GreyCat documentation

The GreyCat escaped the quantum box by evaluating all many-worlds alternatives...now let's see how he can help you do the same with your data and critical business analytics!

What is GreyCat?

GreyCat is the first Temporal Many-World Graph database. In a nutshell, this project defines a graph storage and processing framework that allows you to store and analyze highly interconnected complex data structures and rapidly evolving over time. This data structure can be as well infinitely cloneable in order to evaluate potential alternatives modifications to find the best one. To sum up GreyCat is a core data structure framework to build for businesses, a live reasoning engine that can handle simulations and analytics over data in motion.
Let's list the different features of GreyCat:

What is a graph?

Graphs allow to organize and structure data in the form of a set of nodes and relationships between these nodes. Each node can carry several attributes (for ex. name, address, position, etc). Nodes can have several relationships between them.

What is a temporal graph?

Data in real-life applications is barely static, think of social network graphs, i.e., graphs evolve and change over time. GreyCat adds time as a first-class entity to the graph. Therefore, all nodes, attributes and relationships can change over time.

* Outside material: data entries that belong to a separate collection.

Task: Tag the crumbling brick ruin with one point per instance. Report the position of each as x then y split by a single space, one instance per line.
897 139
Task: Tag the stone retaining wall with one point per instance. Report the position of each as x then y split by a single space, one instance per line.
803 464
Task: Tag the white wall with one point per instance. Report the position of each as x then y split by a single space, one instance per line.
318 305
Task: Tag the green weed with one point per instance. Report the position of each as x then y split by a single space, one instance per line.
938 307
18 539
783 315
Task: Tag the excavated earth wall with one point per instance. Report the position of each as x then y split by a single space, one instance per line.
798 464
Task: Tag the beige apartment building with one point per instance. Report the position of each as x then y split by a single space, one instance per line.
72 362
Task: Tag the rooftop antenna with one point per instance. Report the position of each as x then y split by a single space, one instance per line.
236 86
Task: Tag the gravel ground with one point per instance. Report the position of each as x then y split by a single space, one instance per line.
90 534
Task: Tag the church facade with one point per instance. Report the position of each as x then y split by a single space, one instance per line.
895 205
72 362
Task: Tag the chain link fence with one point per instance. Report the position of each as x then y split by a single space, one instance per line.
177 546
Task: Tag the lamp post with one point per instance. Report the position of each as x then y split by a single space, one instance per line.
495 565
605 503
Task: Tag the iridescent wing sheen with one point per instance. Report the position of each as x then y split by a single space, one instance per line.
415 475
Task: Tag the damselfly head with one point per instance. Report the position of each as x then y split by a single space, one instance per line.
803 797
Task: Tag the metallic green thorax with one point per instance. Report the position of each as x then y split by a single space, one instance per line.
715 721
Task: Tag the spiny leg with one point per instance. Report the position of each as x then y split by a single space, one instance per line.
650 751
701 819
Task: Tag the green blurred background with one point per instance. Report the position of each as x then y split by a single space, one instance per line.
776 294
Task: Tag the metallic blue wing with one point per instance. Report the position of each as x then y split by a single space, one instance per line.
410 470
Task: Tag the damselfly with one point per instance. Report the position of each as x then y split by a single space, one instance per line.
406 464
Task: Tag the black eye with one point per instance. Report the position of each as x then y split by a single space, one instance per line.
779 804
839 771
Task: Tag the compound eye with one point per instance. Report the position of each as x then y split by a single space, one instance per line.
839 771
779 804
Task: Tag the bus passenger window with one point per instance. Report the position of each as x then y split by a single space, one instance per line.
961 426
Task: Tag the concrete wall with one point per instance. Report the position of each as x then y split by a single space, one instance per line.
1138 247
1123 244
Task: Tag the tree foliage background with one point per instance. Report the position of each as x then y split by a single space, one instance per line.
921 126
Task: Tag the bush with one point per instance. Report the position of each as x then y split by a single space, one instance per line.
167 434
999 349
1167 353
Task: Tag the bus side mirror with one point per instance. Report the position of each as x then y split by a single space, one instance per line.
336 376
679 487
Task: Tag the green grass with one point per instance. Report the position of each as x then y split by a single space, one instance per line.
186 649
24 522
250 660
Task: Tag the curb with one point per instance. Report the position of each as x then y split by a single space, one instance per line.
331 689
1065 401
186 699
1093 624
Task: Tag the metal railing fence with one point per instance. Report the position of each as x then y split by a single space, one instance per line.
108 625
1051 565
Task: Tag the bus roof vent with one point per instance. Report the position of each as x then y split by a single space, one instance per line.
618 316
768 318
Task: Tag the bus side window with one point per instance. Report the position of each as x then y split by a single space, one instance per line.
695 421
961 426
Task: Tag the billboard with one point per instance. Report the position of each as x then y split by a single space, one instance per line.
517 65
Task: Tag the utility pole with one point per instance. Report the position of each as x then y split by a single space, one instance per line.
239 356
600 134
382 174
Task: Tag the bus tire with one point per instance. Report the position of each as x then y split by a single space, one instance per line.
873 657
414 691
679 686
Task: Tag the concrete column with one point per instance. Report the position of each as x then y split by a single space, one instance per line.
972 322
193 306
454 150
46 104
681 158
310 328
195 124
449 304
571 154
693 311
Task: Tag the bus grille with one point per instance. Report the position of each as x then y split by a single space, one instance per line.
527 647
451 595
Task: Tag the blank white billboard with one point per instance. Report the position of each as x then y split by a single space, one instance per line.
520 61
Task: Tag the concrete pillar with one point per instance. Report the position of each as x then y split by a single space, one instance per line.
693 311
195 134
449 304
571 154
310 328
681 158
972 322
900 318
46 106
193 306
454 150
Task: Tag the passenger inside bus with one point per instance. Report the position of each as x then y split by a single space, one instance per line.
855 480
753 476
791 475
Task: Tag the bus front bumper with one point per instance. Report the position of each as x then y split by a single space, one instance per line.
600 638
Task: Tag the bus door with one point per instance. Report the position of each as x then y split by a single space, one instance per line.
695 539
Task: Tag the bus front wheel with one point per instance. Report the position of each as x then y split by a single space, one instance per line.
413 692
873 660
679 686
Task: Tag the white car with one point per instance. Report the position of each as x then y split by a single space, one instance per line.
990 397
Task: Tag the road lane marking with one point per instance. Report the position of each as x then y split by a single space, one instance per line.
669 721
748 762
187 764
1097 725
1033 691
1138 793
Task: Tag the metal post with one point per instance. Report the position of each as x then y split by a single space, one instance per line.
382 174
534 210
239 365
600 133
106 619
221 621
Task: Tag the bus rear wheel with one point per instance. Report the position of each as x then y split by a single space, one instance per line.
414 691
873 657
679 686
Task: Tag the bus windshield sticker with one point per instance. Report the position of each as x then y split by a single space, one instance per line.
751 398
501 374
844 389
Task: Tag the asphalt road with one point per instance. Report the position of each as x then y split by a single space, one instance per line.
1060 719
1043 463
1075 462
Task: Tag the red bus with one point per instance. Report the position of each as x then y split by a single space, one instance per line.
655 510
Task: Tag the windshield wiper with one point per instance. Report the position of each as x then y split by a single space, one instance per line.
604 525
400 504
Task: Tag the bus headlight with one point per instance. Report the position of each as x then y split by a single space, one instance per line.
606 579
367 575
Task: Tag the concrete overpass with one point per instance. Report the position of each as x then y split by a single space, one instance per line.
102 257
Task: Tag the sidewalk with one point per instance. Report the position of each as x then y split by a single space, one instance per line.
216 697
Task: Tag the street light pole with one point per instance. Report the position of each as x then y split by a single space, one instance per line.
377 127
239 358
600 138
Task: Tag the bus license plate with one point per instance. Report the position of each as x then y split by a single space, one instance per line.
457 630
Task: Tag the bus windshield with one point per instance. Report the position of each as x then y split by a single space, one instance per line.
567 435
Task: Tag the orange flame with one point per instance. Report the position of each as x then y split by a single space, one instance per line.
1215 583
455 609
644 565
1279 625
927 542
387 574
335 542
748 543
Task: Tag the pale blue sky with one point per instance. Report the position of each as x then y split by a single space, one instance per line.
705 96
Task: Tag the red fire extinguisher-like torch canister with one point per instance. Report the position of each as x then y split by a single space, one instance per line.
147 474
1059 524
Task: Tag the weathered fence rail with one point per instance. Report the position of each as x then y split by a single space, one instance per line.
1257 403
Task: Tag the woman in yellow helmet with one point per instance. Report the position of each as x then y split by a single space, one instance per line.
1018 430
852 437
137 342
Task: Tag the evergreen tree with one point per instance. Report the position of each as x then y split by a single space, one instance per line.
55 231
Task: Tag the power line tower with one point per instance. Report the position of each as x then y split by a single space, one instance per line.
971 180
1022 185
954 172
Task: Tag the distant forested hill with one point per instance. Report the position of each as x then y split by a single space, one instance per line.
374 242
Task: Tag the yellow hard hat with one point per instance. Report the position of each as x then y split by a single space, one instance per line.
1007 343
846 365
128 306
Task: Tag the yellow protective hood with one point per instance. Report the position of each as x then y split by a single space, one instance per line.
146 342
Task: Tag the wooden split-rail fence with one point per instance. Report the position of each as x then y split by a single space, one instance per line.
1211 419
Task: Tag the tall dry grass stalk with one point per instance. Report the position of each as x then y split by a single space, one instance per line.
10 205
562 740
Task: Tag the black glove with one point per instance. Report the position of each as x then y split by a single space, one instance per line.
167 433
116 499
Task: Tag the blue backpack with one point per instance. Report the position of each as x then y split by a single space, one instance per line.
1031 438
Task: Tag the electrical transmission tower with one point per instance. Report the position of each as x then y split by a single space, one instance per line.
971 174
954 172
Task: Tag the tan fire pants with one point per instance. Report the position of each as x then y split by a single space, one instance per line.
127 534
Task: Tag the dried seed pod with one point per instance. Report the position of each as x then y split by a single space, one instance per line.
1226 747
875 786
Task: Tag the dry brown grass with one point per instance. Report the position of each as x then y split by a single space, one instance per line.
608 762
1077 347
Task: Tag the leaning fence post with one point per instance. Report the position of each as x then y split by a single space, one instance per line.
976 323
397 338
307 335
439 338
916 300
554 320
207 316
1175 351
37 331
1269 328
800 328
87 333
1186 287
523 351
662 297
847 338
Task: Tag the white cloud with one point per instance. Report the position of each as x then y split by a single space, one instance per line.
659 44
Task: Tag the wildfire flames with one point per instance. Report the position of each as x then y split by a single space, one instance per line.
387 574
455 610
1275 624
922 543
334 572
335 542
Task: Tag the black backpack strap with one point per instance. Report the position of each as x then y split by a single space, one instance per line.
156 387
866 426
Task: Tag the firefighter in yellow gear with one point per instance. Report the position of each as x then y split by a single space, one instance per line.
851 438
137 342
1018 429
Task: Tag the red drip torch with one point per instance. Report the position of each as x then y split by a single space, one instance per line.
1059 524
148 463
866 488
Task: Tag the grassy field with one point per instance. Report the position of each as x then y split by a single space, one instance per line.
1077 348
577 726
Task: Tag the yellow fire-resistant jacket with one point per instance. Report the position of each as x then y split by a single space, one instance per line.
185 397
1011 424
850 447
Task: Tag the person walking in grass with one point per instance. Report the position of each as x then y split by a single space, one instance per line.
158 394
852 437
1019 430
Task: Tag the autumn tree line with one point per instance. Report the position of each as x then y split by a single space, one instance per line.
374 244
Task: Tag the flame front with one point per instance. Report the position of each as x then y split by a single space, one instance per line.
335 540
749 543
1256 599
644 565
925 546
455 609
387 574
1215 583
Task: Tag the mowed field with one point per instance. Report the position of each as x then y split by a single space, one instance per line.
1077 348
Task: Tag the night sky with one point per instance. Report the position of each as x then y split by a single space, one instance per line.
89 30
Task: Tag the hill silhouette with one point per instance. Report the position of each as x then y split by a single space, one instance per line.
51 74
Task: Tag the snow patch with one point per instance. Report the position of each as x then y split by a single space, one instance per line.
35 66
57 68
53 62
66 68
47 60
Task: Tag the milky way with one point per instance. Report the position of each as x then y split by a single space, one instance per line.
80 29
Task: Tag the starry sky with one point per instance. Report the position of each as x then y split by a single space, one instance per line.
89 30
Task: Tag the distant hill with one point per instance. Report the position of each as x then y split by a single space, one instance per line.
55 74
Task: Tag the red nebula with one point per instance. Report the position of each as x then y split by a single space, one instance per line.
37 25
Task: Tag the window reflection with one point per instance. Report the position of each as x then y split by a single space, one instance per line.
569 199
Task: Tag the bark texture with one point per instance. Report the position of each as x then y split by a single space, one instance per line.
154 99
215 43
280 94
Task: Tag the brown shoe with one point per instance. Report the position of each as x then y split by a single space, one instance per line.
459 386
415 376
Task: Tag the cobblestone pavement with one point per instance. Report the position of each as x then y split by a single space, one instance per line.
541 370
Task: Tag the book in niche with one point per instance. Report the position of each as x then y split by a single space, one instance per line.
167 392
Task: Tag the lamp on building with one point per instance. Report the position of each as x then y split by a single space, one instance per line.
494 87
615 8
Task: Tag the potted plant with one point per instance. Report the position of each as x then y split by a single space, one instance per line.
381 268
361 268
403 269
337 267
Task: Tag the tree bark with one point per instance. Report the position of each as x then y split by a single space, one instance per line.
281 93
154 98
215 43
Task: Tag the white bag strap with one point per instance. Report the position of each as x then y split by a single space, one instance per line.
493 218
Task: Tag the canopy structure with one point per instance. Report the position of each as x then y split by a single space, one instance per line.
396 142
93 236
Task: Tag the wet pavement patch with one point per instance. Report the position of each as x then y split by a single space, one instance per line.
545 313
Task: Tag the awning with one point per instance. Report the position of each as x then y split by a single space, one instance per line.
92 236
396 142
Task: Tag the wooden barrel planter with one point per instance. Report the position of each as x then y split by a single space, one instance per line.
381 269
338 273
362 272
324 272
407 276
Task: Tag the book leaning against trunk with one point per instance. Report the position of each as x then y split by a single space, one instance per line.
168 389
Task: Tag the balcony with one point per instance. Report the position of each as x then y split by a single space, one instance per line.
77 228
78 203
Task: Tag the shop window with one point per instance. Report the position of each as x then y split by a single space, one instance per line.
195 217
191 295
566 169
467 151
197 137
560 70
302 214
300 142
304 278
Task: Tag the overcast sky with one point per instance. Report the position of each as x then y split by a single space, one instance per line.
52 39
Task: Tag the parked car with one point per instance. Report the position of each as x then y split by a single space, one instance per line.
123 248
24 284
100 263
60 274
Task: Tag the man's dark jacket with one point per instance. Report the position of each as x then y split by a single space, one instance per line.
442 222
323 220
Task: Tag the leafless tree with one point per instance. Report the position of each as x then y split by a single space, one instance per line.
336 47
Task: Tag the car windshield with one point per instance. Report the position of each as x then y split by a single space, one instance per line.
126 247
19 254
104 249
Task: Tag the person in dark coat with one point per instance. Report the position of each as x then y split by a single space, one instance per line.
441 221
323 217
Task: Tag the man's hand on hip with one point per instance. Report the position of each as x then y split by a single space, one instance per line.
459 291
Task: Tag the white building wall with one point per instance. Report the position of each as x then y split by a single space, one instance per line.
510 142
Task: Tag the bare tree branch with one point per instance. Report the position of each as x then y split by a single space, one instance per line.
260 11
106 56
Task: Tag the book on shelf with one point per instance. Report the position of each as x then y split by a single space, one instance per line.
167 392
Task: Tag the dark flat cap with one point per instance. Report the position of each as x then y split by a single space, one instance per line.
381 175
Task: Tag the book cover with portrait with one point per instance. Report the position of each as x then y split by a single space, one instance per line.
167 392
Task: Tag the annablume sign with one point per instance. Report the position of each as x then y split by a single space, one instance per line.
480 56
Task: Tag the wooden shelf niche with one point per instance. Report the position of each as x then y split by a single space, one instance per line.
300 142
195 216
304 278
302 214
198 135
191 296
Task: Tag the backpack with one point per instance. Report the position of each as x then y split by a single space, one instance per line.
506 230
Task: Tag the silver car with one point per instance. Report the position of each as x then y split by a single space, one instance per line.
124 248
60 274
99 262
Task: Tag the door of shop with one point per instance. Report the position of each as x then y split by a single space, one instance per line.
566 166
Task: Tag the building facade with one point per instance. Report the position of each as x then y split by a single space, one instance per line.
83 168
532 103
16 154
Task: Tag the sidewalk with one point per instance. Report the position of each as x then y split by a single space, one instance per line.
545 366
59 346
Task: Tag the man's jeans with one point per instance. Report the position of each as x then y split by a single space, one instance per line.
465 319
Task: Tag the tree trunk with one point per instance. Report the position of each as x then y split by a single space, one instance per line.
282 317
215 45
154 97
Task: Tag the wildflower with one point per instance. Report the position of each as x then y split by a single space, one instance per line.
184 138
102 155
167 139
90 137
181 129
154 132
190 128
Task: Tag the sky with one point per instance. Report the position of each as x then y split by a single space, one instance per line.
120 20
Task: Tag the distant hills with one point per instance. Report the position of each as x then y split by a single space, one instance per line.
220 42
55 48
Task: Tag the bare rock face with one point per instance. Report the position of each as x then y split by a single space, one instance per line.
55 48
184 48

What is a Temporal Many-World Graph?

After managing the time, GreyCat allows you to run simulations over the temporal graph. Inspired from the Many-World interpretation in physics, GreyCat allows you to fork the current database in order to simulate what-if scenarios. For example, this technique allows you to simulate for example what will happen if in an hypothetical action was taken without corrupting the current state of the graph.

To do what?

In short, analyzing data in motion! In many domains data coming from different devices and at different frequencies, has to be aggregated in a coherent view in order to reason and take decisions. To reach such goal GreyCat includes various machine learning algorithms. Here are some example of applications where GreyCat is useful: IoT systems, cyber-physical systems like smart Grid, trading, and simulation engines.

Who are we?

We are a startup of four passionate researchers holding PhDs in Computer Science. After several years of successful collaboration at the University of Luxembourg/SnT, we founded DataThings to start the next chapter in live data analytics. DataThings goal will be to develop a commercial activity around GreyCat in order to keep the development of the framework alive.

How to start?

In this small documentation we provide the essential information for a quick start. Then, we provide links to case studies demonstrating the efficiency and usefulness of GreyCat.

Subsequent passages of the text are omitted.